Smart machines and smart manufacturing in general are not new concepts to industrial control designers. Typified by their use of microprocessor-based control, data acquisition, diagnostics, analytical and similar hardware and software, smart machines exploit these technologies to enable business value propositions in areas such as reduced machine downtime, production flexibility, asset management and remote access, among others.
The recent advent of Internet-enabled business-improvement strategies, such as the Industrial Internet of Things (IIoT), Industry 4.0 (I4.0), IT/OT/ET convergence and others has led to a heightened focus on the industrial network edge and the machines and devices that populate it. Remote machine access for monitoring and service, along with increased adoption of analytics, cloud-based applications, and big data to improve production performance, are primary initiatives currently pursued to address these and similar business requirements. Internet-enabled strategies hold promise for even further innovations in areas such as machine-as-a-service where customers subscribe to outcomes rather than purchase machines and equipment outright.
Why have these developments led to increased focus on the industrial network edge and associated devices? Because the edge is where the assets to be optimized and the associated data to be analyzed by enterprise applications reside. This results in continual demands on machines and other edge devices to “feed the beast” of enterprise applications. This emphasis on communication with enterprise and other higher-level applications is partially behind the use of the term “network edge,” since a top-down perspective from the enterprise level results in machines and other production equipment appearing at the outer edge of the architecture.
For the purposes of this discussion, the industrial network edge includes end devices such as machinery, other assets and associated end devices, such as controllers, sensors and HMIs. It also includes edge infrastructure devices such as Ethernet, wireless and cellular gateways; Ethernet switches and routers; and wireless access points (WAPs) used to control, manage, isolate and enable higher-level access to smart machines and other field or device level data sources. While automated machines, controllers, sensors and similar equipment have been in use for decades, the computation associated with their activity has traditionally been the realm of dedicated logic, motion and/or process (loop) control.
The control architectures associated with these applications have similarly comprised dedicated control processors and systems characterized by use of proprietary operating systems, vendor-specific programming languages and dedicated control networks.

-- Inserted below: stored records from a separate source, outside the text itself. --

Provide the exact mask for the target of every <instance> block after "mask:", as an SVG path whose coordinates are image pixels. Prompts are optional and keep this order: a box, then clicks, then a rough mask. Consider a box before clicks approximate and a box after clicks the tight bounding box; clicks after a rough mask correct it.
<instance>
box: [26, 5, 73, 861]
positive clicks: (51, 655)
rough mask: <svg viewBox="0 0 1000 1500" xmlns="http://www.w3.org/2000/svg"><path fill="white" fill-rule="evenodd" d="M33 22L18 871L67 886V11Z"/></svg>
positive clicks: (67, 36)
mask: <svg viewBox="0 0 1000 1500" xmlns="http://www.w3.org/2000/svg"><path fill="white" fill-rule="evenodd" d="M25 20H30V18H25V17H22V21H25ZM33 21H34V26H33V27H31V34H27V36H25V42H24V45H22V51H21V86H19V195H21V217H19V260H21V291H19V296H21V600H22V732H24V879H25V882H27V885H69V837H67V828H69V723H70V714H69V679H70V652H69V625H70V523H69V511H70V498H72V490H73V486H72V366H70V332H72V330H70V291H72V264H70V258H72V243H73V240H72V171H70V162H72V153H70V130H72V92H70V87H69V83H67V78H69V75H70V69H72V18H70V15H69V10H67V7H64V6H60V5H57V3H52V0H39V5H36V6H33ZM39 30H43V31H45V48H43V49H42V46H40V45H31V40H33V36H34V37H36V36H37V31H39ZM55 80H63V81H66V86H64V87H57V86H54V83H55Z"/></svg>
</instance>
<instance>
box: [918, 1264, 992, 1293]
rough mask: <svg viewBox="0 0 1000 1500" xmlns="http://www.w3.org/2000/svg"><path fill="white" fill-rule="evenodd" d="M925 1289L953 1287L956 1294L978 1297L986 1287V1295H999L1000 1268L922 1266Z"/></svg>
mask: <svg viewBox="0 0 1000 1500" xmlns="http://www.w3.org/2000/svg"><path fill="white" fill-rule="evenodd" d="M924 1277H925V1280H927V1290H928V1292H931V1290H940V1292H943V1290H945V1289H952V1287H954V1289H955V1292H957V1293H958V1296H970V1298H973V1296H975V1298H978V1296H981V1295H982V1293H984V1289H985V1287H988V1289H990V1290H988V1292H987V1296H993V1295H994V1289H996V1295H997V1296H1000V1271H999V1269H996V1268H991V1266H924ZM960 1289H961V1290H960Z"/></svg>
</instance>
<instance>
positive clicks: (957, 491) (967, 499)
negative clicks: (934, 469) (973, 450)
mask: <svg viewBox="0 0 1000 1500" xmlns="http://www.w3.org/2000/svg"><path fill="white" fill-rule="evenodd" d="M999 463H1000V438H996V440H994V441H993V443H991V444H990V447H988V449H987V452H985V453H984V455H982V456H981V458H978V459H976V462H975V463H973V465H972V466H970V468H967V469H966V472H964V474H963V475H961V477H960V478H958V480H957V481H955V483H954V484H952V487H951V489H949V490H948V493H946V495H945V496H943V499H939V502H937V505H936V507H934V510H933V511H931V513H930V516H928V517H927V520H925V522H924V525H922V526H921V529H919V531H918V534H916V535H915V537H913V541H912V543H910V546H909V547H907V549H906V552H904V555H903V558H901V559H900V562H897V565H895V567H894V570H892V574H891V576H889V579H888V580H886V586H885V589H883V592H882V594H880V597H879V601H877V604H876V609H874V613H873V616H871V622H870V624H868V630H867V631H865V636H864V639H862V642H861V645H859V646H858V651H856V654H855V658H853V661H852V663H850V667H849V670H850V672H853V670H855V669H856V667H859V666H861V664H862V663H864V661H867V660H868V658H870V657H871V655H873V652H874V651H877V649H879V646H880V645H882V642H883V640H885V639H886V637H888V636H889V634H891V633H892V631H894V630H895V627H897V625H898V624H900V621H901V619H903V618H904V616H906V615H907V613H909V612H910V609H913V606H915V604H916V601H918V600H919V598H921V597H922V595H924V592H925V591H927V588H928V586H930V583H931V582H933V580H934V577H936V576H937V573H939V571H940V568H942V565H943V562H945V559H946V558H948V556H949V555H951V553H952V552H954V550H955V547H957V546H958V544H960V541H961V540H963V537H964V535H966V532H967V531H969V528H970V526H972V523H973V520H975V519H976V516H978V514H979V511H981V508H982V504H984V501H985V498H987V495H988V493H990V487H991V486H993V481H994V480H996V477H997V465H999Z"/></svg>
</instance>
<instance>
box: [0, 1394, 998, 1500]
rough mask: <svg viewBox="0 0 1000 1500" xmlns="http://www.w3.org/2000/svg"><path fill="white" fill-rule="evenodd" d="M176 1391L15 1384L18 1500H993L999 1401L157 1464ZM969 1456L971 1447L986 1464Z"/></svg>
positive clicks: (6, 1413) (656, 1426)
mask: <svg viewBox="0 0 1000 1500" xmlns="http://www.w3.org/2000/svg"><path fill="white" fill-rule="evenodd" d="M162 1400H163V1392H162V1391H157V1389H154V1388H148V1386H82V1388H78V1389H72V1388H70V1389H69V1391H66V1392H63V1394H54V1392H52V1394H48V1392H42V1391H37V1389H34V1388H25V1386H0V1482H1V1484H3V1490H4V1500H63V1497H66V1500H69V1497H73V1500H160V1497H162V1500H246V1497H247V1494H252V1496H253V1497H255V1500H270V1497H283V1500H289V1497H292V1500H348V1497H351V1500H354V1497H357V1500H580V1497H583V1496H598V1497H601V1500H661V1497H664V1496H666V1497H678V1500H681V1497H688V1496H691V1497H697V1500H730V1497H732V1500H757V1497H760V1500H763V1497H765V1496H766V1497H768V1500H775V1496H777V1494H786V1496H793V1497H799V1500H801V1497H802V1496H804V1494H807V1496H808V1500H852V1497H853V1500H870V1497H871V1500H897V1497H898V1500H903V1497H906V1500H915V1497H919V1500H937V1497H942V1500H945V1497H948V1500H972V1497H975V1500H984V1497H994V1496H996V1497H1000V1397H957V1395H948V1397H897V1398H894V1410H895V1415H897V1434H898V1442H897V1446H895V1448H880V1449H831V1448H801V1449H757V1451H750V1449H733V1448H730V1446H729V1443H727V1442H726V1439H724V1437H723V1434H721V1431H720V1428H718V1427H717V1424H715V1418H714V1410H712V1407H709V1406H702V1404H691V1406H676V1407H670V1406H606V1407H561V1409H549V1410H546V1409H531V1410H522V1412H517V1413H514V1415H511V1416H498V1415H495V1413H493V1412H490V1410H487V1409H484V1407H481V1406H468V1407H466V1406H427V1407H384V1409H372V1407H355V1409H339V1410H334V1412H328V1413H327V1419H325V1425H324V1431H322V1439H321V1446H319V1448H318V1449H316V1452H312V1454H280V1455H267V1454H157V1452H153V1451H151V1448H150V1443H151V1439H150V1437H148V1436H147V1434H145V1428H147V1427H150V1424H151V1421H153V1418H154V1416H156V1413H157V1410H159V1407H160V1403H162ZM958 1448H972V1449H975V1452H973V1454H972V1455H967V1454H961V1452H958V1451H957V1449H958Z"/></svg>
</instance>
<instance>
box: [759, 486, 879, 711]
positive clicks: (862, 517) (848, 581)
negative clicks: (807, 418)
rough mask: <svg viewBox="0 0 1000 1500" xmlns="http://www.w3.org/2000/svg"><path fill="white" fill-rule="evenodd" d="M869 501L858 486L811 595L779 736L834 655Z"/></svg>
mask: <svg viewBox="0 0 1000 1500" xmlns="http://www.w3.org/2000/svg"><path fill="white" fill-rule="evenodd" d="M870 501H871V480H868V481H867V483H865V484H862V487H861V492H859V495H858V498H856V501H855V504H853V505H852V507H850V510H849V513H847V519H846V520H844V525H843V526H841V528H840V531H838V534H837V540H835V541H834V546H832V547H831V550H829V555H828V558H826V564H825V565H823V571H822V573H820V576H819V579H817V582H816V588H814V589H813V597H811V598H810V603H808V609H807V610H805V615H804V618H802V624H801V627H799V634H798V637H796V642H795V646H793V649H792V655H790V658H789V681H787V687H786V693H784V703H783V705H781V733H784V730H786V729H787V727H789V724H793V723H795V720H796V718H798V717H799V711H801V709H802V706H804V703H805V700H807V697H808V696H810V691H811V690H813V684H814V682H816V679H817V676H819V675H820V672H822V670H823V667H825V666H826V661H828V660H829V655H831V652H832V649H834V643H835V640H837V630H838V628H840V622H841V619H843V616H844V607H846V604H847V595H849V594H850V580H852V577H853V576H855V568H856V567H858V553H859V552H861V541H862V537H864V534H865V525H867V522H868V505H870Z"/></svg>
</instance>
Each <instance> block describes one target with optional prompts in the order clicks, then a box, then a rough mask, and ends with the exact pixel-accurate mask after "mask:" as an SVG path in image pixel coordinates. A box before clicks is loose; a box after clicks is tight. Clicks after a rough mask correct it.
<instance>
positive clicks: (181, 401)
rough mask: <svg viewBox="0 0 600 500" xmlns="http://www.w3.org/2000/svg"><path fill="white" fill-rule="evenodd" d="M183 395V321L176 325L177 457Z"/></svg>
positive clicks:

Adoption of an industrial network edge perspective in the context of the IIoT and I4.0 necessitates expansion of the smart manufacturing vision in key areas such as data management, application rationalization, operating platforms, communication networks and holistic and endpoint security.
Migration of controllers, HMIs and other automation and infrastructure equipment toward use of standard microprocessors, commercial-off-the-shelf (COTS) operating systems (in particular Linux) and industrial Ethernet networks was already underway prior to the rise of Internet-enabled business strategies, but these developments are further enabling the vision of the role of the network edge in Internet-enabled strategies.
This is true not only from the perspective of the ability to seamlessly communicate between the edge and the enterprise, but also the question as to what functions the edge is capable of performing given these new platforms, capabilities and data requirements.
The sheer volume of data generated by production devices drives the need for data conditioning at the edge, including in the form of anomaly reporting or other structured feeds, in order to prevent enterprise applications from choking on the data deluge from the field. It also raises the prospect of industrial network edge and infrastructure devices acting as field extensions of enterprise applications in one iteration of what is now known as edge or fog computing.
From our perspective the push toward edge or fog computing differs from traditional distributed automation, in that it represents machine or edge-level execution of application components traditionally associated with enterprise applications rather than distributed control. Edge analytics residing on microprocessor-based machine or infrastructure components are currently the most prominent example of this scenario, but edge computing and the choice of what to execute where in the architecture gives designers and implementers more options in overall system design. It also allows machine builders and their customers the option to keep some tasks at the machine level in service of latency, security and other requirements.
Concurrent with the emphasis on the role of the network edge in industrial Internet-enabled architectures is the choice of how to enable integration with the enterprise architecture, in particular with cloud-based solutions.
Several standard protocols, such as MQTT and AMQP, have emerged as tool-based options for data integration. We also anticipate the battle of the Internet platforms to ex-tend to the industrial edge, with heavyweights such as General Electric (Predix) and the IBM (Watson IoT)/Cisco (IOx) partnerships bringing their platforms to edge devices via both their own and their partners’ products. One issue for machine builders and their customers in this scenario is whether or not edge-to-cloud integration and adoption of supplier-specific industrial Internet operating platforms will emerge as the next vendor lock on industrial automation systems (Table 1).
Architecturally these developments are driving an emerging, perhaps interim, approach that relies on industrial edge gateways to perform key functionality in areas such as cloud integration, support of IT integration protocols and security (Figure 1). These IIoT gateways are offered in both embedded (industrial PC) and standalone form factors from the likes of Advantech, Dell, HPE and others. Many of these IIoT-centric gateways incorporate the Intel IoT platform, which includes Intel microprocessors, Linux or Windows 10 operating systems and McAfee security software.